Pendle Hill, apart from being the home of the Pendle witches and the place where George Fox is reported to have had his vision that led to the founding of the Quakers, is also the home of a classic foot race.
I knew it was a mistake to enter the 'Full Tour of Pendle' fell-race having missed 6 weeks training due to a series of colds, coughs, sneezes, sore throats and not surprisingly a general feeling of lethargy. But I couldn't resist it.
Some 350 runners duly entered the fray, which involved running up the boggy mass of Pendle Hill 5 times in sweeping rain and swirling mist and visiting 11 checkpoints in various far-apart locations with only a compass-bearing for a guide. Route choice is your own problem.
And so it came to pass that as I ran off the Apronfull Hill* side of the Pendle hump down into Asshenden Clough I felt my first twinges of cramp in my thighs. And I was only halfway round the course. Halfway that is in terms of distance. But the serious climbing, the climb out of Asshenden Clough, the climb up the Big Dipper and the climb up the aptly named Big End were still ahead of me.

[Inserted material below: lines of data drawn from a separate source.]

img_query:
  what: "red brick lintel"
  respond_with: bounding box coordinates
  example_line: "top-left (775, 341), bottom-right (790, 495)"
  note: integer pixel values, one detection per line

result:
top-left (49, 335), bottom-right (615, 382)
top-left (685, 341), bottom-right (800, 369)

I would for safety-first reasons choose a longer route which I knew by heart rather than take any short-cuts in the poor visibility and the uncomfortable easterly wind; a nagging wind which reduced all but the hardiest fell-runners to little more than walking pace, and many to a shuffle, on the wide summit plateau where the terrain consists of millions of waterlogged ankle-spraining tussocks, some old stone walls and a maze of peat groughs.
Choose the wrong line in many places and you could soon find yourself up to your knees in watery peat, a soft black substance guaranteed to suck the very shoes from your feet even as your tired legs work laboriously to extricate themselves from the dark trap.
Having survived everything that Pendle Hill could throw at me, and having somehow negotiated the 20-odd miles of my route choice and ascended and descended the required 5,000' and visited all 11 checks in the right order I arrived back where I had started from; the village of Barley.
Yes, I was near the tail-end of the field and more than a little bit tired but I'd done it. Yes, I'd had a bad run. It was not up to my ridiculously unrealistic expectations. I had wanted to be a good hour faster than I finally was. But then I heard of the reported 15 runners who didn't manage to get round and what they must have felt like having to retire from the race. And then I thought to myself, yes I had quite a bad run but really, my foolish ambition aside, it was not really so bad.
*Apronfull Hill is so-called because it was here that the Devil armed himself with an apronfull of rocks and angrily hurled them at Clitheroe Castle 5 miles away in the west. A large hole in the castle wall testifies to a direct hit.